So I was prepped and ready. While I didn’t have a name for a single white ancestor in my direct line before I began my journey, I knew that DNA testing would eventually uncover the identities of my unknown white forebearers. And it has, more than I could have ever imagined, much less anticipated.

On the whole, it has been a positive and affirming experience. It’s certainly underscored various family quirks. I will also admit that I was exceedingly spoiled when it came to meeting my first groups of white DNA cousins on the Sheffey and Roane sides of my father’s family, both online and in person. The words ‘warm’ and ‘welcoming’ don’t adequately describe how I was greeted. They will do for the time being. Were those initial exchanges awkward in the beginning? Yes, in all honesty, but only for a hot minute.

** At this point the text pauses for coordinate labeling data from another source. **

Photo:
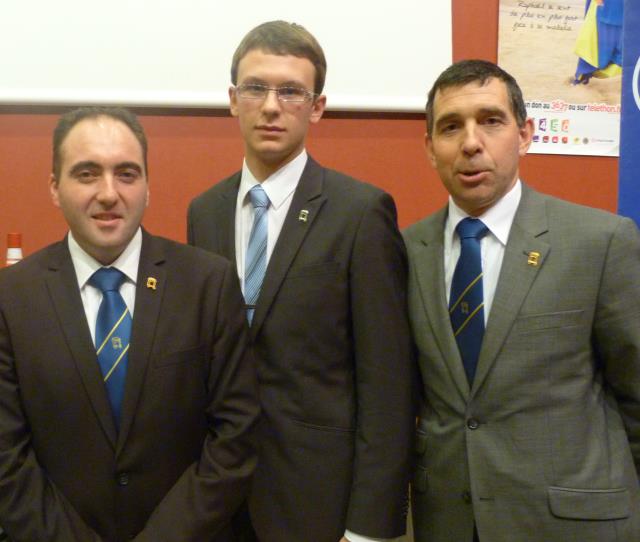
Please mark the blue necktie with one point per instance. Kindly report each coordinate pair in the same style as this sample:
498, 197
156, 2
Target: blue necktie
113, 331
256, 258
466, 301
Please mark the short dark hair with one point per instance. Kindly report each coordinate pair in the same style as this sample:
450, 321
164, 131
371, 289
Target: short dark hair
71, 118
283, 38
470, 71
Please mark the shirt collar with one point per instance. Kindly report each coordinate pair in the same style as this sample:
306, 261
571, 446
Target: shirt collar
498, 218
85, 265
279, 185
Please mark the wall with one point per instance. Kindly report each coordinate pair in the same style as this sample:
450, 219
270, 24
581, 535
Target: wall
191, 149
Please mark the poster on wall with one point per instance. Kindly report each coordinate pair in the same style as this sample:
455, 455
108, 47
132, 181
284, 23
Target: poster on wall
629, 186
567, 57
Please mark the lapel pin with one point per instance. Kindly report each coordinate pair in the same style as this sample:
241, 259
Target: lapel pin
533, 258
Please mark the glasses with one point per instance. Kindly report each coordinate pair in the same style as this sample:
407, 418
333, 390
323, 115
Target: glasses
254, 91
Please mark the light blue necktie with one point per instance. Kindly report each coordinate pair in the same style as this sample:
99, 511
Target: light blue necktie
466, 303
113, 332
256, 258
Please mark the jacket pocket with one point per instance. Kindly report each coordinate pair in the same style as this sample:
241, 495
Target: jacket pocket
550, 320
589, 504
182, 356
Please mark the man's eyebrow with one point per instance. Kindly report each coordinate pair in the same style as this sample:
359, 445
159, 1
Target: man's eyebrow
129, 165
482, 112
85, 164
258, 81
492, 111
447, 118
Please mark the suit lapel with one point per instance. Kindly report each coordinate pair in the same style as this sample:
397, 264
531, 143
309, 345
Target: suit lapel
224, 217
429, 270
62, 284
145, 317
516, 276
307, 197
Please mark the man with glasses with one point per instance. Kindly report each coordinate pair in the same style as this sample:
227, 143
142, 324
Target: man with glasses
323, 271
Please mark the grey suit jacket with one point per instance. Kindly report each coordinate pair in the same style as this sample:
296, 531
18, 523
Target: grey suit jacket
334, 358
181, 462
545, 445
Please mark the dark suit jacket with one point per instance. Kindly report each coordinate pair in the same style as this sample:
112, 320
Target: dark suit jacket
334, 360
181, 462
542, 447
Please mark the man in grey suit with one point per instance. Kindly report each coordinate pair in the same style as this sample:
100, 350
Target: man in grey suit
533, 434
329, 324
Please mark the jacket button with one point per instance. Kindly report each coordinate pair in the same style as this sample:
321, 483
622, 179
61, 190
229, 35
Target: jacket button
472, 423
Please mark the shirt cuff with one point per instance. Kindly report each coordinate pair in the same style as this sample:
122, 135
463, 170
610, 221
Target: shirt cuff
353, 537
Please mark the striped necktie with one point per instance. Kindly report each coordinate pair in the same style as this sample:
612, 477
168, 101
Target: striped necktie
256, 258
466, 301
113, 331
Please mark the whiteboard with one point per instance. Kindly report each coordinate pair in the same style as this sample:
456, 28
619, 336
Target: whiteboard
382, 56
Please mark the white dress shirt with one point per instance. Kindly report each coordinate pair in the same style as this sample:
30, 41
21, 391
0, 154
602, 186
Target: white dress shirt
86, 266
279, 187
498, 218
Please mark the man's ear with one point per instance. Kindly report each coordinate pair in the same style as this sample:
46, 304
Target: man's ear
233, 101
317, 108
428, 147
53, 190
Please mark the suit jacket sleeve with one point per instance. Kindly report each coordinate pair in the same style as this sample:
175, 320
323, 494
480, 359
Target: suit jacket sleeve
205, 497
31, 506
617, 327
384, 367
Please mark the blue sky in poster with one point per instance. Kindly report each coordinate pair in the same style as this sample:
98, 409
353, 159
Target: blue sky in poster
629, 188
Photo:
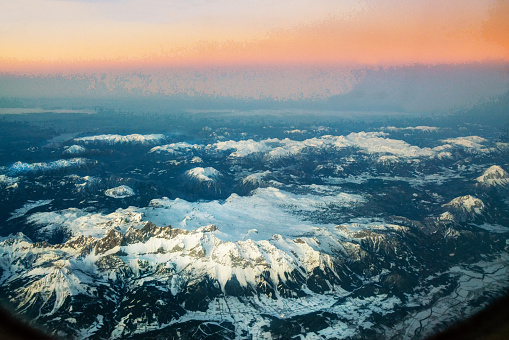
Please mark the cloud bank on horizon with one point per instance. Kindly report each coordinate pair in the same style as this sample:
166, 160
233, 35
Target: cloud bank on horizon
60, 34
284, 50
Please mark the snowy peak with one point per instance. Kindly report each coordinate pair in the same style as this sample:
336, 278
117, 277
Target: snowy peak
122, 191
200, 174
121, 139
494, 176
465, 207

The author of that initial feeling will always centre around the how’s and why’s of how we’re related: slavery. Yet, we immediately found common ground. And in the intervening years since we first met? We have a genuine fondness for one another. We are family. So I kind of relaxed into a mood that other white DNA cousins would be equally receptive and welcoming. However, America being America, that halcyon experience didn’t last for long.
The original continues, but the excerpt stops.